Aynı Beyoncenin ilk zamanları gibiyim oda böyle eski kliplerinde hep bir duvara dayanırdı falan.
Neyse uzun lafın kısası sahaflara varalım diyoruz ama biraz yoruluyoruz "ARA" kafeye gidip oturuyoruz,
ve bir de bakıyoruz ki üç kadın Ara Güler'in kitaplarını almış imzalatmak için adamı bekliyorlar ve
harbiden de Ara Güler geliyor imzaliyor ve gidiyor oturuyor bir masaya,
Diyorum ne güzel ya kafve işletir gibi elinde gazatesi geçiyor bir masada takılıyor.He bu arada bir ayrıntıyı atladım adamın boynunda dijital küçük bir makina asılı idi :)
Laf bir türlü Sahaf şenliğine gelmiyor çünkü ben bir şey göremedim, John Lennon'un kitabını bulamadım,
Onu geçtim şöyle eski basım bir Üç Silahşörler de bulamadım, bunun dışında genele olarak da vasat buldum yada ben geç gittiğim için öyle idi bilmiyorum tek ilgimi çeken şeyler plaklar oldu, Queen'in Hot Space albümü öylece karşımda idi ve ben sadace bakıp geçtim ne yazıkki, Hot Space ne ki, daha "Greatest Hits", "The Game", "Jazz" albümleri Pink Floydun "Dark Side of The Moon" Beatles'ın albümleri, Abbalar, Elvilsler, Sonra Selami Şahin :)
Akşam bir koşu Ali Ustaya makinayı bırakıp benimkini almaya gidiyoruz bir bakıyoruz Ali usta karşıdan geliyor, diyor ben gelicem siz geçin oturun, biraz sonra Ali Usta geliyor diyor ki bana sen al bu makinayı kullan senin makinanın daha işi var, merceğine de bakayım ben bunun, sende madur kalma aynı makina zaten elinde ki git kullan, Makinanın başına bir şey gelir diye de dert etme gelirse gelir sorun değil..

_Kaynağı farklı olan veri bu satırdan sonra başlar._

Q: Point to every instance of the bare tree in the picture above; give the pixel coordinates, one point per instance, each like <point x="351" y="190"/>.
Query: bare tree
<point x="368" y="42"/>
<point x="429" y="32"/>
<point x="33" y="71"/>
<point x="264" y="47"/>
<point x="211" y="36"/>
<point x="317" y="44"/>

Ben tamam diyorumda içimden böyle hem azım yarım karış açık kalmışlık hissi,
Hem böyle sevinçliyim...
Bu yetmiyor bir de diyor ki bak elimde bir Holga var bir gün de gelirsin sabahtan bunu veririm bununlada çeker akşama getirirsin, bunun değişik filtreleri var diye de anlatıyor ki ben mezt oluyorum orada :)
Adamın boynuna atlayacam size baba diyebilir miyim diye :D
Oradan ayrılıyoruz ama karnımız deli gibi aç, diyorum benim balıkçıya gidelim, Yunus balıkçı,benim gemilerim olursa eğer birini olara vereceğim anlaştık çok uzun zaman önce :)
Orada tam hamsi ekmeklerimizi yiyoruz bir akıllı evlenme teklifi ediyor, sarkıtmış Galata köprüsünden bir
pankart
"Şu yalan dünyada tek gerçeğim sensin benimle evlenir misin ?" Baya bir dalga geçiyoruz çocukla inş kabul etmiştir hatun.
oradan karaköy Güllüoğlunda bir tatlı bizi öldürür diyerek ben sütlü nuriyemi,böceğim bakvalasını yiyor ve geri dönüş yolculuğuna başlıyoruz.